Conversations bearing some fruit: Those conversations have apparently already borne some noteworthy fruit in the early going. Last week, guard Izaiah Brockington recommitted to the program after entering the portal upon news of Shrewsberry's hiring. He will be a senior and, for the moment, the team's leading returning scorer after averaging 12.6 points, 4.9 rebounds and 1.7 assists in 2020-21.
Fellow big names including leading scorer Myreon Jones, guards Jamari Wheeler and Seth Lundy as well as forwards John Harrar and Trent Buttrick remain in the portal and free to head elsewhere.
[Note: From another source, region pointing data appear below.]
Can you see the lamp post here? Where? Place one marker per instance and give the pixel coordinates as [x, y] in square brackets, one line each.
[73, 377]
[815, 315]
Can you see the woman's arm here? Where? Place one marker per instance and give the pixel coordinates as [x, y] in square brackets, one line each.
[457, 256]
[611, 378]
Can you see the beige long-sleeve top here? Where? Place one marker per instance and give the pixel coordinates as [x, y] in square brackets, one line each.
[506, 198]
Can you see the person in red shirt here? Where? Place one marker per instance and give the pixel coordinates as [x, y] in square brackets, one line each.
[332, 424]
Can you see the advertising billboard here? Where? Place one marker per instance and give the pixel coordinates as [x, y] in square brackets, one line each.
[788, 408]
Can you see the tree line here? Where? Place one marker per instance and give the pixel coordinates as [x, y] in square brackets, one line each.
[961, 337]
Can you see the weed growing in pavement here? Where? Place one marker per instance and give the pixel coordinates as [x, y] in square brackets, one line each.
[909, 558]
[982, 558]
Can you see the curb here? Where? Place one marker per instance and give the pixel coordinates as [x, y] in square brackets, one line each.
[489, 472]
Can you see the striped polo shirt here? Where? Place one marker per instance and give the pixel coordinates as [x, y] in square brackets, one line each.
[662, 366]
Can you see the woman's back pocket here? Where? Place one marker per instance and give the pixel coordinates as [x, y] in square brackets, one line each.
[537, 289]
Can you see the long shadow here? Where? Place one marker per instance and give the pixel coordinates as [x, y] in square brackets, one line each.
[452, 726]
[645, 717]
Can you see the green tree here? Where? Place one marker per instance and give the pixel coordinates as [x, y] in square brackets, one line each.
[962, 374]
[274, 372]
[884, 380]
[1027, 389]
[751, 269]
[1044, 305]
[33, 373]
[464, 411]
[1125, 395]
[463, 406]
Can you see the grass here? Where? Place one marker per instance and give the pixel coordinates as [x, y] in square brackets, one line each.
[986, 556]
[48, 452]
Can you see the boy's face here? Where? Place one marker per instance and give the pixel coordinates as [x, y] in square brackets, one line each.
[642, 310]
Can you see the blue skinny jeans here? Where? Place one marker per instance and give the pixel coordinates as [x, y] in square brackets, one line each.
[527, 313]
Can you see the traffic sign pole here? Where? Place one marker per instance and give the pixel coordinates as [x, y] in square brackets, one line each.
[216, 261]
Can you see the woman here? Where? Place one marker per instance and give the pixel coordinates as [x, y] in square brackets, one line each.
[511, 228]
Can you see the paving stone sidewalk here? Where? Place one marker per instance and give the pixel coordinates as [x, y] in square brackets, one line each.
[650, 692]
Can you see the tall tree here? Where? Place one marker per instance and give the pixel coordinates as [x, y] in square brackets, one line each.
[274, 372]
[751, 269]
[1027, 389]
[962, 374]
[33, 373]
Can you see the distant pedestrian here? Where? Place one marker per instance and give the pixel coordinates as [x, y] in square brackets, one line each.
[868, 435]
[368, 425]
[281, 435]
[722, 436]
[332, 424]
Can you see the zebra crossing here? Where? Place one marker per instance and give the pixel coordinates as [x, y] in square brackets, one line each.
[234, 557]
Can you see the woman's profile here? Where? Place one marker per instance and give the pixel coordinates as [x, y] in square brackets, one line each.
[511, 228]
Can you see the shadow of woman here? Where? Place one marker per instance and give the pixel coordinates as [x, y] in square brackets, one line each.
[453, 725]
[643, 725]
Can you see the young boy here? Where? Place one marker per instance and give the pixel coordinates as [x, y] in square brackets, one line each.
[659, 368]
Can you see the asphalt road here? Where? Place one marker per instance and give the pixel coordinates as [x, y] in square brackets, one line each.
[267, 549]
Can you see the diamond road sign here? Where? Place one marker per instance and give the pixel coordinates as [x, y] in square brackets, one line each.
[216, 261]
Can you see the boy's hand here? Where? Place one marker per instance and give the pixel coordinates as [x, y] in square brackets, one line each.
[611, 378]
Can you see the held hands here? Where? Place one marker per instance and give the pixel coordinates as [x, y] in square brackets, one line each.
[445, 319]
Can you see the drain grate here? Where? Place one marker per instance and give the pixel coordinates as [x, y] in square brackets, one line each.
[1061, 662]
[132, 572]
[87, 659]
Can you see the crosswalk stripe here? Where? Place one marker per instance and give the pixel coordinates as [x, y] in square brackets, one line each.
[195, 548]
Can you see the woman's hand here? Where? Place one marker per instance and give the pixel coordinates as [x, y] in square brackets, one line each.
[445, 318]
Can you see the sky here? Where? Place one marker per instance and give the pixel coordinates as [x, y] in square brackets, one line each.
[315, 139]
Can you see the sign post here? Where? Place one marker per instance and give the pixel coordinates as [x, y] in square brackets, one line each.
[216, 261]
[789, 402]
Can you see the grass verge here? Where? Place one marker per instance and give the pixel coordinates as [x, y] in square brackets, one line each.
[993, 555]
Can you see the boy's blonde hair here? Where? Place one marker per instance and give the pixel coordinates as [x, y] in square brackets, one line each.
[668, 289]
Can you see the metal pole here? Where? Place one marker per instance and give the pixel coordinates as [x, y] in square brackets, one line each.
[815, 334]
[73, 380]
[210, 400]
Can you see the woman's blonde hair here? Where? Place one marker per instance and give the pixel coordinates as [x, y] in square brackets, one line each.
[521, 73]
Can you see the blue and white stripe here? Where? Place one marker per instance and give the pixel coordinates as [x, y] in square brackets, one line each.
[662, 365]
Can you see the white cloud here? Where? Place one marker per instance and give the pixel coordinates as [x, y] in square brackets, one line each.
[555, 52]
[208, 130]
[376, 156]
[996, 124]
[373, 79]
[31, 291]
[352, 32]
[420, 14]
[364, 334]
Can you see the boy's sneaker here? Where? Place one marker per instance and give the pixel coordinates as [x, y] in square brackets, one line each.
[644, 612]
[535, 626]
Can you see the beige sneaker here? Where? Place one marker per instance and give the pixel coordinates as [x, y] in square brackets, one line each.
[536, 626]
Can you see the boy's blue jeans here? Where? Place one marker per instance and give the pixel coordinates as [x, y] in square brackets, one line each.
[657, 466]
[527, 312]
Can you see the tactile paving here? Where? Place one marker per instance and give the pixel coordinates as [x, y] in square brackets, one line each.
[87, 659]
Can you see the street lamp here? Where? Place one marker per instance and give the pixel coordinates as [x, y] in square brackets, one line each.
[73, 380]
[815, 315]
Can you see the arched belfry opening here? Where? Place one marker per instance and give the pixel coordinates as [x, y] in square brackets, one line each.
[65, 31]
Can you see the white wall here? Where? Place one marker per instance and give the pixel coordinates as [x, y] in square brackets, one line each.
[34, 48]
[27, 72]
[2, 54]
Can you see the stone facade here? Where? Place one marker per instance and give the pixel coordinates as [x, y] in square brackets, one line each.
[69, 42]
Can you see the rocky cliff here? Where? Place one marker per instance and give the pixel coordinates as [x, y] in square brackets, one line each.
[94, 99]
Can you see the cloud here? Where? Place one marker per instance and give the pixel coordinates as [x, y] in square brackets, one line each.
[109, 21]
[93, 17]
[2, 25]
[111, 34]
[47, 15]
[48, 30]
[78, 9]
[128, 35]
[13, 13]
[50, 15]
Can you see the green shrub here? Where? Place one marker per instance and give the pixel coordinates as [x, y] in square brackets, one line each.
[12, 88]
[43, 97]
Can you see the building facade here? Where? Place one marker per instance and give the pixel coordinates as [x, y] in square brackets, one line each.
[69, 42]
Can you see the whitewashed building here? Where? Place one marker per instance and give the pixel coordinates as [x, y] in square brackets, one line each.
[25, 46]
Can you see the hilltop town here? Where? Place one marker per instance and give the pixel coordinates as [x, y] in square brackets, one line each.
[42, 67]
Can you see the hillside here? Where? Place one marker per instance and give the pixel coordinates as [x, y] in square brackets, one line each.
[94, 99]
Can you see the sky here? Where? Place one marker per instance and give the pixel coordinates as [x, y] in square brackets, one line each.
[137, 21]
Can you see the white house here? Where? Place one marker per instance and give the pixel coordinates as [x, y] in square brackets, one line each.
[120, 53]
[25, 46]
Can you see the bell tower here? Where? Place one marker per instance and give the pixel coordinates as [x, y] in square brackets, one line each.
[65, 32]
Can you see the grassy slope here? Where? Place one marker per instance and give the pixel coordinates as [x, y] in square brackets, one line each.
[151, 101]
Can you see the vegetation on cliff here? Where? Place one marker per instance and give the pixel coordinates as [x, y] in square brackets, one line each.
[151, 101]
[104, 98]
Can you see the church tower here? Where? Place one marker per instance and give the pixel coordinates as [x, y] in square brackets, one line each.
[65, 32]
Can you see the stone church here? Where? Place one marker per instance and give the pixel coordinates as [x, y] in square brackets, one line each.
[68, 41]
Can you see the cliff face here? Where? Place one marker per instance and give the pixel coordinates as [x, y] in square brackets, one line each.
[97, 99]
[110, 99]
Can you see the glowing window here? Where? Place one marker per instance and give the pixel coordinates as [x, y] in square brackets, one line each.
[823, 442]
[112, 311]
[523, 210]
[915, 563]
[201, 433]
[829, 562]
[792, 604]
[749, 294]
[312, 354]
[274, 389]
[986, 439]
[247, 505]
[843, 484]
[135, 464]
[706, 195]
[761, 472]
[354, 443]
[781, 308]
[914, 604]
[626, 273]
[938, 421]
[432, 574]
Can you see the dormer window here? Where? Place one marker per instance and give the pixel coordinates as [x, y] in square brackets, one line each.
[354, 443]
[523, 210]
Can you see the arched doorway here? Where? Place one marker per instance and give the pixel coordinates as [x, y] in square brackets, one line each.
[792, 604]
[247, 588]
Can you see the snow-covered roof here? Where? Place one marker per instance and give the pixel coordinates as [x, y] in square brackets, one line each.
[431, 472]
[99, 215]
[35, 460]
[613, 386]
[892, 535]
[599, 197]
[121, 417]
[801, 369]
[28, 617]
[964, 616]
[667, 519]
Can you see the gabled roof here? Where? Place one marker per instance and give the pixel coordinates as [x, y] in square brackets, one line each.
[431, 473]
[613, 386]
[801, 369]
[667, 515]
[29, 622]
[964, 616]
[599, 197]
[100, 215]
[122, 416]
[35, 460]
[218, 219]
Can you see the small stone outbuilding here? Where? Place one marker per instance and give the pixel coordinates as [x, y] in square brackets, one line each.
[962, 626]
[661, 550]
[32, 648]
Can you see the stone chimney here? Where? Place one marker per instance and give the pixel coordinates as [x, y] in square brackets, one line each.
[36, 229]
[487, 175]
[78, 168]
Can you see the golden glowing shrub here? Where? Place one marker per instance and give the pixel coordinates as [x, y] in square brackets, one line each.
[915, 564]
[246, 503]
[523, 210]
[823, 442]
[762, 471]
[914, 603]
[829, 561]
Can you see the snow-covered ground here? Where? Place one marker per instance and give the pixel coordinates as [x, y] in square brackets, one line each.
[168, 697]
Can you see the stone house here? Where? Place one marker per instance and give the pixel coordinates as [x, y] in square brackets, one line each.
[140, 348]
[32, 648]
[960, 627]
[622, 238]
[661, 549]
Shrewsberry said he has spoken to all of them and remains engaged to try to bring them back to a team that finished 11-14 and challenged for a March Madness berth despite the rugged nature of their Big Ten conference and the disruption of losing their head coach.
Recruiting other players: At the same time, he said he's also actively recruiting players from other programs who have entered the portal and can transfer with immediate eligibility to play next season. All with an eye toward building on the foundation Chambers had built and retaining its scrappy identity.
"I have much respect for coach Chambers and coach [ Jim] Ferry for what they did," he said. "I have much respect for the guys that played last season and how hard they played every single night.
"We're going to keep that underdog mentality. We're going to keep that chip-on-our-shoulder mentality."
Planning a free-flowing system: Offensively, Shrewsberry plans to spread the floor to create opportunities in a free-flowing system, one he had success running for head coach Matt Painter at Purdue this past season. His Boilermakers finished a lofty 26th in offensive efficiency, according to KenPom.com.
He emphasized the importance of remaining tough on the other side of the ball, as well, noting that most of the Big Ten's best defensive teams found themselves in the tournament this year.
A program that's suffered indignities: That's mostly fun and games for later, though. For now, the administration's handling of the program remains a top concern for many who've observed the indignities it's suffered over the years. They include players getting kicked out of their practice gym so that Bon Jovi could practice for a tour and closing the upper bowl of the Bryce Jordan Center to willing customers for a game a few years back.
Shrewsberry, at least, begins his tenure hopeful that those days are in the past and that others will soon see in Barbour's regime what her actions have not shown in recent months.
"I trust our administration," he said. "If I didn't have that trust in them, I probably wouldn't be here. But I trust everything that they tell me, and I believe in Sandy. I believe in Dr. [Eric] Barron and I believe in everyone else in this administration. I have that trust in them. Now I need to relay that trust to our players, and we'll keep making this a great situation for everybody."